Here is a little portion of the related log:


It looks like for this type of trigger two sequential power reporting events is required
which make sense. According to the log it is very clear if difference between two sequential
reported values is positive (increase) or negative (decrease).

Now i am very confused about this statement:

Both triggers should fire a rule but Actions must have an extra logic to figure out the direction
of value change. I am not asking for any changes to the existing RM implementation but simply
thinking loudly.

When a rule is first created, it does not have a "previous" value for a device to compare an event value to, until the first event happens. Perhaps it should store the current value (at the time of rule install or update) of the device attribute in the case of increased or decreased trigger, but it doesn't do so right now. When the second event comes along, it has the previous event value to compare to in order to make the determination as to whether to trigger or not. This only happens once for a new rule, and from then on it has the previous value stored.

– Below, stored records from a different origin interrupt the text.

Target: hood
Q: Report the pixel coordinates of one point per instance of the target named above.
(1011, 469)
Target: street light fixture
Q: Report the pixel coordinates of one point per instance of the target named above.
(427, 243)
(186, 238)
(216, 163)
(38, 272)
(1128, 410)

When an event happens, where there are multiple triggers on the same device attribute, RM has to find a corresponding trigger when the trigger must be evaluated (e.g, increased or decreased). It does this by looking at each possible trigger until it finds a candidate trigger that matches the device and the attribute of the event. It assumes that the first candidate found is the one to evaluate -- it does not go on to inspect all of the other triggers for multiple candidates. For this reason, having both an increased and a decreased trigger for the same device attribute will fail, because it will see the first trigger in the list, and assume that it has found the one to evaluate.

I've put this in, it will be in a future release. That way it will trigger on the first event, not the second.

3 Likes

Thank you for the explanations and for the differential trigger improvement.